There's also a bobbins car, seemingly borrowed from Deadly Premonition, and a shotgun (more like a blunderbuss in practice) that shoots spuds and nails. Yes, the game refers to them as spuds. They're used very infrequently to trigger physical interactions on distant objects. Need to dislodge a wheel that's out of reach? Fire a potato at it.

The nails are used to disrupt the physical manifestations of spirits and that's where I thought the game might fall down. In practice, it's a distraction from the game's best moments but one that works, if barely. The black goo doesn't look particularly threatening and in the first couple of levels, when it looms through corridors and claustrophobic rooms, it all seems a bit silly.
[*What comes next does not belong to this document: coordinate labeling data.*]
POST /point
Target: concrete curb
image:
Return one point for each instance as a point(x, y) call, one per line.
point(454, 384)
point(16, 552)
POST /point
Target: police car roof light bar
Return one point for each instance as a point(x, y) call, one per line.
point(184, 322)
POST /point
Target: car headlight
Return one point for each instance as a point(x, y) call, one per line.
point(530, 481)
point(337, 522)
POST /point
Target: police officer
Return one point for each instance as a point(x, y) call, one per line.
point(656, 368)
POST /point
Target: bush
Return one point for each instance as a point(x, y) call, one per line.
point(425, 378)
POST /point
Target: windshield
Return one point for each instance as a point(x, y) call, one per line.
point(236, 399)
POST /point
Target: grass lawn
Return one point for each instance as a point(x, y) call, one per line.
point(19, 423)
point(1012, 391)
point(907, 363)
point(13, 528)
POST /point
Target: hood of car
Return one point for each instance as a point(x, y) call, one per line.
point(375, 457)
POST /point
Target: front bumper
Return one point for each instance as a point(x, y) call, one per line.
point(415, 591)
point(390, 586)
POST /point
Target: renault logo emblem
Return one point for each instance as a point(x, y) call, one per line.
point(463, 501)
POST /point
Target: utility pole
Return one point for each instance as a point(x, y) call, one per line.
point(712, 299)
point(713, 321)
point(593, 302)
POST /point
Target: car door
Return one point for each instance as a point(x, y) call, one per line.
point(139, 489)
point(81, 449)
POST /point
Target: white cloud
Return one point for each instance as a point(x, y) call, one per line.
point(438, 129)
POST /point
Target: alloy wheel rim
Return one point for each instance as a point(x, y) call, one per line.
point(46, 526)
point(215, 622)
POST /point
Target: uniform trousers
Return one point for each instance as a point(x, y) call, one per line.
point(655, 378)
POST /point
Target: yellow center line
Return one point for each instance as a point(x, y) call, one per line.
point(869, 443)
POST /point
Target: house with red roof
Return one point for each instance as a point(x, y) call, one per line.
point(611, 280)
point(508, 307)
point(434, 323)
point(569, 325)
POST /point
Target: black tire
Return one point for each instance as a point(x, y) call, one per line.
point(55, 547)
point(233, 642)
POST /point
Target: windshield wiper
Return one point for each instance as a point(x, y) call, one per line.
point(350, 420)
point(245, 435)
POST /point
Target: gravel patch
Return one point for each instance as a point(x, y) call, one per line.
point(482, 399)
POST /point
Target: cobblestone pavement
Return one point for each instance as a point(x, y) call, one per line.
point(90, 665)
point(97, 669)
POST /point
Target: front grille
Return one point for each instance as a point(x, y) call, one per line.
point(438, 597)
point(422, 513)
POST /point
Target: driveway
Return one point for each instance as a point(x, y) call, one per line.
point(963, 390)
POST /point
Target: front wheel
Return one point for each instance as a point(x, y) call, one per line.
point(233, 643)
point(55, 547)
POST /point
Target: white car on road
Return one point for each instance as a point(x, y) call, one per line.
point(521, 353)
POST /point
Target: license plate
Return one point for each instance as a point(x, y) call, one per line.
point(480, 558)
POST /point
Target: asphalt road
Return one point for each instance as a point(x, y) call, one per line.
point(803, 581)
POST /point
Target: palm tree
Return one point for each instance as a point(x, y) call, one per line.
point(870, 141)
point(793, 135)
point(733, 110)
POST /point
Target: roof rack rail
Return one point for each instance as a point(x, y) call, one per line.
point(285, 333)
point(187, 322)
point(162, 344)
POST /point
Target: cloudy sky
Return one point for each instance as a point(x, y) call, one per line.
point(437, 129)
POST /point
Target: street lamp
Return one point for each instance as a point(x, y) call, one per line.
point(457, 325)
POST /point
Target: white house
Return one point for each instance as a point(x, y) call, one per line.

Later, when the areas you're exploring are more open and you find yourself in the oddly red-tinged outdoors, there's something oppressive about the arrival of the blobs. It's tied to the sound again – your mic picks up all sorts of distortion and lets you know how far away they are and I found myself scanning the treeline for a sight of them, backing away and panicking.

It doesn't become a shooting gallery at any point – they're slow, solitary and move directly toward you at all times – and each entity has a specific audio file attached rather than being a generic “monster”. The shotgun still feels out of place, particularly in those early stages, but it's not as worrisome as it seemed in the first trailer for the game.

I've barely mentioned the story because it's best to go in cold. It's slightly jumbled, the threads snagging on occasional dead-ends and unnecessary diversions, and the parts are greater than the whole, but it spooked me and left me satisfied. It doesn't overstay its welcome either, which sometimes seems like the game critic's equivalent of calling a London flat with the toilet next to the bed “cosy”. Not in this case. Run through quickly, knowing what to do, and it's a very short game indeed, but exploring and figuring everything out will take at least six hours. I spent ten, although I was taking my sweet time (and hiding under the duvet).

My one big complaint is that there's no way to manage save games. The autosave doesn't register at anywhere near enough checkpoints and if you start a new game, you'll lose all your progress. Boo. Hopefully that will change in an update – the developer has already added an inverted y axis option after people requested it.

I almost walked away during the opening moments, when Sylvio seems like yet another cobbled together mess of repetitive graphical assets. I figured I'd play until the first jump scare and then quit. Instead, I found a game that uses its limited resources to find clever ways to scare the life out of me. It's a quiet horror game – an anti-screamer, right down to the calm almost-whispers of the protagonist – and it's a triumph.